Gradient boosted trees: Better than random forest?

Friday, February 23, 2018
1 mins read

Does gradient boosted trees generally perform better than random forest? Let’s see that. But, first what are these methods? Random forest and boosting are ensemble methods, proved to generally perform better than than basic algorithms.

Let’s start with bagging, an ensemble of decision trees. Random forest is an improvement over bagging. It reduces variance. Random forest build trees in parallel, while in boosting, trees are built sequentially i.e. each tree is grown using information from previously grown trees unlike in bagging where we create multiple copies of original training data and fit separate decision tree on each. That’s why it generally performs better than random forest.

One drawback of gradient boosted trees is that they have a number of hyperparameters to tune, while random forest is practically tuning-free (has only one hyperparameter i.e. number of features to randomly select from set of features).

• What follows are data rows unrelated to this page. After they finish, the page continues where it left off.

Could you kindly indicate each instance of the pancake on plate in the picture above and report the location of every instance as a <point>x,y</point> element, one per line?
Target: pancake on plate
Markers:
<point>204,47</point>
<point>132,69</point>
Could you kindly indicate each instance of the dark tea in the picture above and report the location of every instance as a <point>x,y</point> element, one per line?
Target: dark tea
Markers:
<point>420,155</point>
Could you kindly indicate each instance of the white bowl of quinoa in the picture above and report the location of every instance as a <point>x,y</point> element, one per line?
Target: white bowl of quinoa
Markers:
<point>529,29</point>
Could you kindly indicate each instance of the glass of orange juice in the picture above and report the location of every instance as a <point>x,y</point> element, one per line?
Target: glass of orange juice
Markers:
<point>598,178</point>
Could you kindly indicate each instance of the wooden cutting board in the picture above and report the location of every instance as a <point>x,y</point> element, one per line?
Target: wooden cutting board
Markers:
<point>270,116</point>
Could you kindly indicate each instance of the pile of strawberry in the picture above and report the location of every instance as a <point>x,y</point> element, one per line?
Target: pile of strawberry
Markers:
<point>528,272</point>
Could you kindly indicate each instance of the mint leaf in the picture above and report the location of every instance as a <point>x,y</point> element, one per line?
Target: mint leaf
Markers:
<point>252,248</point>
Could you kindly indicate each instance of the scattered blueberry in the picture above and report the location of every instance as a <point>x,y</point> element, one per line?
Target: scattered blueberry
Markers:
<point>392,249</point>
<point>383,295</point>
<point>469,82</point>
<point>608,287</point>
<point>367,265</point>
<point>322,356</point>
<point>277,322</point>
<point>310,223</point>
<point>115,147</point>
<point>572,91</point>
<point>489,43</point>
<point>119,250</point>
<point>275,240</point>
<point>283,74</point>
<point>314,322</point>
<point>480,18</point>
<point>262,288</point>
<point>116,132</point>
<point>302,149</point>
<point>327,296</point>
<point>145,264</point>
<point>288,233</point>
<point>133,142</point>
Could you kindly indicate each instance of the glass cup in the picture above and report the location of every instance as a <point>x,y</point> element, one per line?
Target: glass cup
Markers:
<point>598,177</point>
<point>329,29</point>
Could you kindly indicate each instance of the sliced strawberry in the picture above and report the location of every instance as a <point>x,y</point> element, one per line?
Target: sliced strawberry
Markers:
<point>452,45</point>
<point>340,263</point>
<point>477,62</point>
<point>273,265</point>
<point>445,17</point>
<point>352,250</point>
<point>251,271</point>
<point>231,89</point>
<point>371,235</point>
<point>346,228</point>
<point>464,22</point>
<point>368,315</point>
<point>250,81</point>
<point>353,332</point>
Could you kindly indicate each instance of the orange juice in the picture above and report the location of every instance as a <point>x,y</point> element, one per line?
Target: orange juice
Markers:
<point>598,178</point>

Though both random forests and boosting trees are prone to overfitting, boosting models are more prone.

Random forest build treees in parallel and thus are fast and also efficient. Parallelism can also be achieved in boosted trees. XGBoost1, a gradient boosting library, is quite famous on kaggle2 for its better results. It provides a parallel tree boosting (also known as GBDT, GBM).

A research paper in 2015 proposes another ensemble method, Randomer forest3, claiming to outperform other methods.

The conclusion is that use gradient boosting with proper parameter tuning. It will almost always beat random forest.

References:

  1. xgboost
  2. kaggle
  3. Randomer Forests
  4. What is better: gradient-boosted trees, or a random forest?